How Can I Forgive Others?

It’s not easy, but when we forgive, our burdens are lifted and we feel greater peace.

Two women hug and forgive each other

Jesus taught us to forgive

When Jesus taught the Sermon on the Mount, He reminded the people of the way things had been under the law of Moses: “An eye for an eye, and a tooth for a tooth” (see Matthew 5:38). He then taught the higher law of forgiveness to turn the other cheek and “love your enemies” (see Matthew 5:39–44).

Forgiveness makes us free

Holding onto hurt feelings is a constant reminder to be upset. Unresolved conflicts take up way too much space in our minds. We lose sleep over them, and if we’re not careful, we can allow them to damage our other relationships.

Withholding forgiveness is a drain on our energy that could be better used to serve others and enrich our own lives. The Book of Mormon teaches that “men are, that they might have joy” (see 2 Nephi 2:25). How can we have joy when we are focused on feelings of anger, resentment, bitterness, and revenge?

When we choose to forgive, we allow the Holy Spirit to enter our hearts. Happiness is a choice. It does not depend on the actions of others or on justice being served. Forgiveness makes us free.
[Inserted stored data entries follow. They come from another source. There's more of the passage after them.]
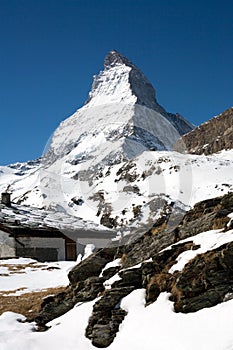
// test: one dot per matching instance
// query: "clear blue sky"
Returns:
(50, 49)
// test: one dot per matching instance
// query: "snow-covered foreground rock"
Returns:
(149, 327)
(154, 327)
(166, 279)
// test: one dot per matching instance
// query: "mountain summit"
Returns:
(100, 163)
(123, 82)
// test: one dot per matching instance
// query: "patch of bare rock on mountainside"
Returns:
(210, 137)
(205, 281)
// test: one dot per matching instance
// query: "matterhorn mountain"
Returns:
(111, 162)
(157, 195)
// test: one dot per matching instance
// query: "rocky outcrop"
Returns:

Forgiving someone is easier said than done, especially if the wrongdoing is severe. Sometimes it feels like forgiveness is impossible. But if we rely on the Savior and pray for power to forgive, Jesus will help us. Elder Kevin R. Duncan, a Church leader, said, “Even though we may be a victim once, we need not be a victim twice by carrying the burden of hate, bitterness, pain, [and] resentment” (“The Healing Ointment of Forgiveness,” Ensign or Liahona, May 2016, 33).
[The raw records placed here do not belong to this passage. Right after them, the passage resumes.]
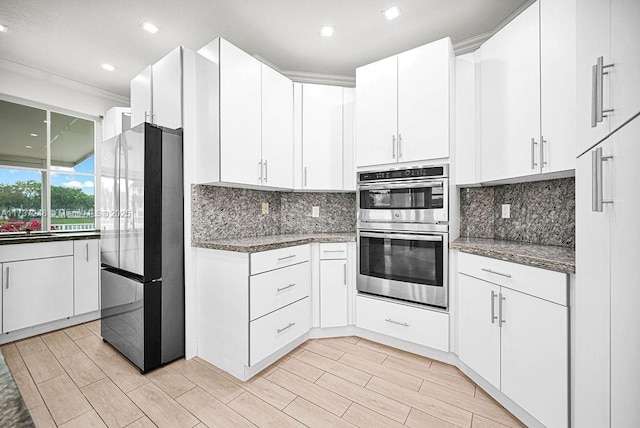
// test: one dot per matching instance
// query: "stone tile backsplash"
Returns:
(227, 212)
(542, 212)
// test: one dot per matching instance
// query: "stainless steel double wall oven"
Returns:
(403, 234)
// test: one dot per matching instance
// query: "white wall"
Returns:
(60, 94)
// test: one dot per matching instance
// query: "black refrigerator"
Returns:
(142, 247)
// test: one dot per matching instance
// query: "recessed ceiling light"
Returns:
(326, 31)
(149, 27)
(392, 13)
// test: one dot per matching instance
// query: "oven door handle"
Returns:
(432, 238)
(403, 185)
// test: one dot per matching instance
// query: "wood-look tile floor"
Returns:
(70, 378)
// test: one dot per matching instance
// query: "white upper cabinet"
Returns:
(403, 106)
(322, 135)
(608, 92)
(240, 116)
(510, 99)
(557, 84)
(424, 82)
(277, 129)
(156, 93)
(141, 97)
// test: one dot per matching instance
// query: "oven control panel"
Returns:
(399, 174)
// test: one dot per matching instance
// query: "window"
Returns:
(47, 170)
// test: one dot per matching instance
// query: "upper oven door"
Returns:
(419, 201)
Forgiveness is different than trust

Once you forgive someone, it may still take a long time for you to trust them again. That’s okay. For example, you could forgive someone who stole from you, but that doesn’t mean you leave the door unlocked. Likewise, someone who has been in an abusive relationship can forgive the abuser without entering into that relationship again. We should forgive everyone. But use wisdom in deciding to trust someone again.
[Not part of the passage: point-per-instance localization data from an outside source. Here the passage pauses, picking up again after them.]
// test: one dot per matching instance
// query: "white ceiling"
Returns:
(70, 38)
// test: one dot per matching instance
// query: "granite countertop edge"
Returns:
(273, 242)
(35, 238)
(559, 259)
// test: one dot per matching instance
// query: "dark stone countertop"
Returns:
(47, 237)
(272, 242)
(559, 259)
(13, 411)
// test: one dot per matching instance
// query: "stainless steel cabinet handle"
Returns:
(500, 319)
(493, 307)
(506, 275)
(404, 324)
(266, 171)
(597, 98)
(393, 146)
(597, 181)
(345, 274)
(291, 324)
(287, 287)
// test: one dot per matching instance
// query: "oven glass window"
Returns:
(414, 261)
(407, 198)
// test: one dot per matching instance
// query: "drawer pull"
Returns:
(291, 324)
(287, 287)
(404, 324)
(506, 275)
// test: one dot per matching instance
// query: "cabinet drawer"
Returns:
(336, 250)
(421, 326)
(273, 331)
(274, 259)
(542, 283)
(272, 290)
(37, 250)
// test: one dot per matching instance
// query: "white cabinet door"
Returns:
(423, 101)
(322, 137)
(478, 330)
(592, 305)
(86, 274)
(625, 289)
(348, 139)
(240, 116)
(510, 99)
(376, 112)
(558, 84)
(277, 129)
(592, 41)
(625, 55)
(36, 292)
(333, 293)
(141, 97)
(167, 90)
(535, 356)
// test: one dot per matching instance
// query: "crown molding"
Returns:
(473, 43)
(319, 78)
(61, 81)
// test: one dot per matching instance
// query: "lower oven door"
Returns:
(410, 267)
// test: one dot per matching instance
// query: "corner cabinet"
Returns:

Jesus Christ is crucified between two thieves while His mother Mary and John the beloved mourn at the cross

The ultimate example of forgiveness

When we find it difficult to forgive, we can look to the example of Jesus Christ. Even as He hung on the cross with nails through His hands and feet, He cried out to God, “Father, forgive them; for they know not what they do” (Luke 23:34). We may not have the ability to forgive on our own, but Jesus suffered for our “pains and afflictions” (see Alma 7:11) so that He would know how to help us. Through His grace, we can not only be forgiven, but we can also have the strength to forgive others.